The logarithm subtraction rule is a fundamental property of logarithms which states that the difference between two logarithms with the same base can be expressed as the logarithm of the division of their arguments. This can be written mathematically as:

• \( \log(a) - \log(b) = \log\left(\frac{a}{b}\right) \).

In the original exercise, we apply this rule to combine the terms on the left side of the equation:

• \( \log(x-6) - \log(x-2) = \log\left(\frac{x-6}{x-2}\right) \).

This transformation simplifies complex logarithmic expressions and makes it easier to solve equations. Essentially, the logarithm subtraction rule helps us convert a subtraction of logs into a simpler single logarithm expression. Once the equation is in this form, we can then equate it to the right-hand side and solve it using simpler algebraic techniques.

A quadratic equation is a second-degree polynomial equation in a single variable \( x \), with the standard form:

• \( ax^2 + bx + c = 0 \).

In the problem at hand, we derive a quadratic equation from the logarithmic expressions once simplified and equate the arguments. After cross-multiplying, it results in:

• \( x^2 - 11x + 10 = 0 \).

Quadratic equations can be solved using various methods including factoring, completing the square, or the quadratic formula. Here, the quadratic formula is used:

• \( x = \frac{-b \pm \sqrt{b^2 - 4ac}}{2a} \).

By substituting \( a = 1 \), \( b = -11 \), and \( c = 10 \), we find the solutions. The discriminant \( b^2 - 4ac \) determines the nature of the roots.

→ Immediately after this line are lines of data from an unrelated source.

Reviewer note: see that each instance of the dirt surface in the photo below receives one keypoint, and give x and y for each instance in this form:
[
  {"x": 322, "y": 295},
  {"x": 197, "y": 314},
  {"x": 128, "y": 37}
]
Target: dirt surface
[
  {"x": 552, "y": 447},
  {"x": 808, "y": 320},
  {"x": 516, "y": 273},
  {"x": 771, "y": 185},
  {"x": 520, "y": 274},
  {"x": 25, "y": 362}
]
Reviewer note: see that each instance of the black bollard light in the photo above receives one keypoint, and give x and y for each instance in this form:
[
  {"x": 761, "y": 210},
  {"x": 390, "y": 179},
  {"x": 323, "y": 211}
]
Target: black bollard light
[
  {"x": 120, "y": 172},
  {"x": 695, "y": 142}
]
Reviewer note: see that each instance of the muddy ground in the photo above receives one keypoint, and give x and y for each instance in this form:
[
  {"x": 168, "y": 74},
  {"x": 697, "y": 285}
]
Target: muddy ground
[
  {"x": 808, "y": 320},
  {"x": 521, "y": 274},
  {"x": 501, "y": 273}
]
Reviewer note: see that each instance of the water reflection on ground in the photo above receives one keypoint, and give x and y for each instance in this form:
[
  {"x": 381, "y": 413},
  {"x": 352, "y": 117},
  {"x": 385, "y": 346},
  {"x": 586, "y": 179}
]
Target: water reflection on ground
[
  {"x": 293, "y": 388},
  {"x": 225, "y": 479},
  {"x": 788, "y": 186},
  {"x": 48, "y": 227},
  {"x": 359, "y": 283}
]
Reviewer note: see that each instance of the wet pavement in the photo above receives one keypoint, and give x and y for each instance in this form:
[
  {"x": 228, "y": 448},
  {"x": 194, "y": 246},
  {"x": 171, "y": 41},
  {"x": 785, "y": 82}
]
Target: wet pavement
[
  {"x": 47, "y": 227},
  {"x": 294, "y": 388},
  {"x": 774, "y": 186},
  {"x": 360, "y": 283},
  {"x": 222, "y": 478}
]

If it is positive, as in our exercise (discriminant of 81), there are two distinct real solutions. It’s crucial to check these solutions in the context of the original problem, especially since this involves logarithms.

The domain of logarithms is an essential consideration when solving logarithmic equations. A logarithmic function \( \log(b) \) is defined only for positive real numbers. Hence, any expression within a logarithm must be positive. In math terms, for \( \log(x-c) \), it follows that \( x-c > 0 \), meaning \( x > c \).
With our given equation, we must consider both \( \log(x-6) \) and \( \log(x-2) \). Logarithmic terms \( x-6 > 0 \) and \( x-2 > 0 \) imply that:

• \( x > 6 \).

Consequently, when we solve the quadratic equation and find potential solutions, we must check that these solutions satisfy the derived domain constraints. If a solution, like \( x = 1 \) in this case, does not meet the criteria of being greater than 6, it must be discarded. Therefore, among all possible solutions, only the ones that satisfy the domain conditions of the original logarithmic equation are valid.